The Harvest Waggon (the British and Commonwealth English spelling of "wagon") refers to two paintings by the English artist, Thomas Gainsborough. The first was painted around 1767 and the latter created around 1784–85 and is part of the AGO Collection.

Both paintings depict a group of peasants riding in a simple wagon through a rural landscape with a collection of animals nearby. A young boy leads the wagon, while a man helps lift a young woman aboard. The painting is set in the area around Gainsborough's adopted city of Bath, where he lived for 14 years.

Thomas Gainsborough's painting The Harvest Waggon.
Thomas Gainsborough, The Harvest Waggon, 1784–1785. Oil on canvas, 121.9 x 149.9 cm. Gift of Mr. and Mrs. Frank P. Wood, 1941. © 2018 Art Gallery of Ontario.

While the two paintings are beautiful and showcase the growth in Gainsborough’s skill, we promised you a royal connection… so here it is!

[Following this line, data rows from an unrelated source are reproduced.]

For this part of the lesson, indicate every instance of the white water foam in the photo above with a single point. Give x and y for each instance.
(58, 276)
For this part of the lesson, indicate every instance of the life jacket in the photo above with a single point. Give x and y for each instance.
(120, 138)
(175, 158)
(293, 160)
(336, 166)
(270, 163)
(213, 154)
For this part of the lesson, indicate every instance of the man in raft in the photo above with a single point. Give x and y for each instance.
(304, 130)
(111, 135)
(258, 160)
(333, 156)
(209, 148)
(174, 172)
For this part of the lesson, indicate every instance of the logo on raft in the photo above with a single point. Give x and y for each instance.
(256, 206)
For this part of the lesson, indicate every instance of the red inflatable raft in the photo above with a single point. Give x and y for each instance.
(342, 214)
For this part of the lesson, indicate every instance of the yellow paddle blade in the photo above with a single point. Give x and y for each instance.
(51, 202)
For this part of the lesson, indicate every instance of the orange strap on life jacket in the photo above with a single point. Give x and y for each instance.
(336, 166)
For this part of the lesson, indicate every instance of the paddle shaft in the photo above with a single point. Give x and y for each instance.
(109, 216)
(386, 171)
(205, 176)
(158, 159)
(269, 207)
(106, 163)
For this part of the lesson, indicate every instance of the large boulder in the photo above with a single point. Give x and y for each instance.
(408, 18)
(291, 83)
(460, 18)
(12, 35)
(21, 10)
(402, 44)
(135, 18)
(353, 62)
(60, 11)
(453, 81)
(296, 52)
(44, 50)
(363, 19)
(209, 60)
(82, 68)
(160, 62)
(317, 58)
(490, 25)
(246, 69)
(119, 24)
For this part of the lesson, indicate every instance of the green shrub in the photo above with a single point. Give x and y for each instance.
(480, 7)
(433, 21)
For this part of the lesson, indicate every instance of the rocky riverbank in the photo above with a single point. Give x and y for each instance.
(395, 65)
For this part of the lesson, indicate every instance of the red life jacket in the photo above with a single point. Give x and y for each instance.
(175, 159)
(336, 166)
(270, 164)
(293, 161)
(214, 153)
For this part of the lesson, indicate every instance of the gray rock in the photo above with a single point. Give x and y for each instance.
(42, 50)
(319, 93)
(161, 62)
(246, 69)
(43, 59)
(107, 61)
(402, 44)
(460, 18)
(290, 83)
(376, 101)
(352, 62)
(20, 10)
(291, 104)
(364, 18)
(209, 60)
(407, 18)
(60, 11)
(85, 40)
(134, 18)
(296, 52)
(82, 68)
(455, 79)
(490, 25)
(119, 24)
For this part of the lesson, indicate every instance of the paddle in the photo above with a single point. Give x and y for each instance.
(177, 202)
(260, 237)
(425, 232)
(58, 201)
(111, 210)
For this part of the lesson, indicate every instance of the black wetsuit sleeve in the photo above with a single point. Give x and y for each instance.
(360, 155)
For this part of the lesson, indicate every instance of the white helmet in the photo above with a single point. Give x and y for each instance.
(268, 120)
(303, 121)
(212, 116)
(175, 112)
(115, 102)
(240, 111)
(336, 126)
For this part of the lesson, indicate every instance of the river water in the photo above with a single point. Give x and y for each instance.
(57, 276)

The second painting, created at the height of Gainsborough’s fame, was commissioned by an influential friend and patron of the artist – the Prince of Wales (who later became King George IV (1820–1830). Three years after Gainsborough died, the painting was shown in a retrospective exhibition and several years later the Prince of Wales took possession.

The painting was never spoken of again until it was sent by royal command to Maria Fitzherbert in 1810. Who is Maria Fitzherbert, you ask? Maria secretly married the Prince of Wales on December 15, 1785.

So how did the work come to be in Toronto? Maria Fitzherbert bequeathed the painting to her son-in-law and it passed through several hands until it crossed the Atlantic in 1913 into the collection of Judge Elbert H. Gary, one of the founders of United States Steel Corporation. When his collection went to auction in 1928, there was a heated competition for the work and art dealer Joseph Duveen for ultimately purchased it for $360,000 – then the highest price ever paid at auction for a painting in the U.S. It finally entered the collection of Frank P. Wood, who generously donated the painting with the princely connection to the AGO in 1941, and it remains here today.

Want to see this painting? The Harvest Waggon can be found in Frank P. Wood Gallery on Level 1.